I don’t doubt that was a common belief in many circles. I’m sure it still is. That doesn’t mean that it’s true. Since the U.S. military became an all-volunteer force in the '70s, it’s been able to be quite selective in recruitment. There have been dips in quality, as with the Army’s personnel crunch at the height of the Afghan and Iraq wars in the '00s and a dramatic increase in issuance of enlistment waivers. But in general, military personnel have to have a high school diploma or GED, pass a proficiency test, and have a clean criminal record.
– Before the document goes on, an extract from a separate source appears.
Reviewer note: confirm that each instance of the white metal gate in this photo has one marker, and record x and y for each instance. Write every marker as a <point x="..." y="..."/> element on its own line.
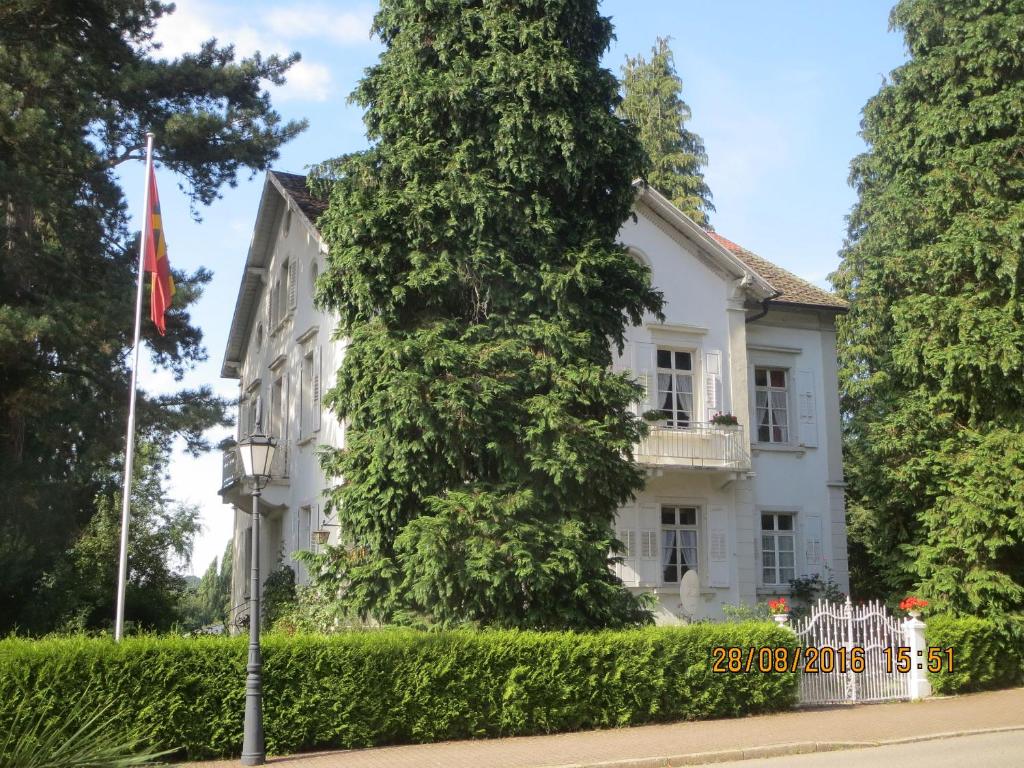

The result is, despite lingering and widespread misapprehensions, most U.S. military recruits are actually better educated and more employable than the U.S. populace as a whole, within their age group.
And that’s not even getting into the officer corps, which is where admirals would come from. The U.S. service academies have always been highly selective. They might not compare to top tier elite universities as far as average academic achievement of their students, but their have always been more bright, ambitious applicants than slots.
In both cases, contrary to lingering misapprehensions, the recruiting pool isn’t primarily the “underclass” or people with no options. It’s primarily working class and lower middle class kids.
Or up to WW2 when the army was considered so low class and troublesome that no one wanted a base build near their town?
The fact that the Army might have been viewed that way doesn’t make it so. But to an extent, that was probably an accurate perception at that time. Prior to World War II, the U.S. Army was tiny, and enlisted soldiers were poorly paid. The officer corps was, again, a different story. But a big part of what might have made having a military post nearby seem unattractive to a town wasn’t necessarily that soldiers and sailors were the incompetent dregs of society. It’s that they were young men. If you get a bunch of 18 and 19 year old guys together, they pretty much are going to get into trouble. College kids tend to have a terrible reputation among “townies” as well.